For example: if the Magyar tribes were assimilated by turkic tribes before arriving in the carpatian basin? Or if Bulgaria either had kept the old turkic Bulgarian language or developed a dialect during the dominions of the Ottomans, but still kept a separated national identity? This and other possibilities.
There's an immediate problem with Bulgarians, and essentially complex and super-complex chiefoms with a Turkic dominant componant in Balkans : they didn't as much replaced or integrated Slavic chiefdoms than they included them into their structure. A bit like Avars before them, this had the distinct result of having Slavic people adopting originally non-slavic indentities (Crovars, Croats, etc.) and in this case Bulgars. Christianization of Bulgaria with use of Old Slavonic was also pretty much, IMO, dooming Danubian Bulgar into irrelevance.
I think you'll need to either prevent some Turkic peoples to enter Balkans, or to have Turkic people with a distinct enough identity and structural basis for this entering in.
In the first case, a good choice would be Kumans/Kipchaks in the Pontic Steppe up to Danube : while they did included Vlach or Slavic ensemble, it seems it was less crushingly so than what happened in Balkans and the odds having without Mongols coming in, at least a distinct Kipchak-issued minority in the region comparable to Crimean Tatars, possibly more, are there.
Conversly, more Turkic peoples integrated within Mongol super-chiefdoms could end with more minorities as Nogai Turks (or these being more present).

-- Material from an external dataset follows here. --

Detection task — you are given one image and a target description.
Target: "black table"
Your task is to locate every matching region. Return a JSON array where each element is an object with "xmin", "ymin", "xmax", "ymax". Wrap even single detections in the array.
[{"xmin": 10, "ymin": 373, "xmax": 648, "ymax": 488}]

On the other hand, Turkic settlement or acculturation in Balkans is fairly possible with Ottomans :
@Koprulu Mustafa Pasha already mentioned prime suspects with Gagauz, Crimean Tatars, Dobruja and Thrace : you could see other places but these are the "best" choices to reinforce and make like viable distinct ethnies (apart from Thrace, which I think is too close from the cores of Ottoman Anatolia to be really considered different IMO).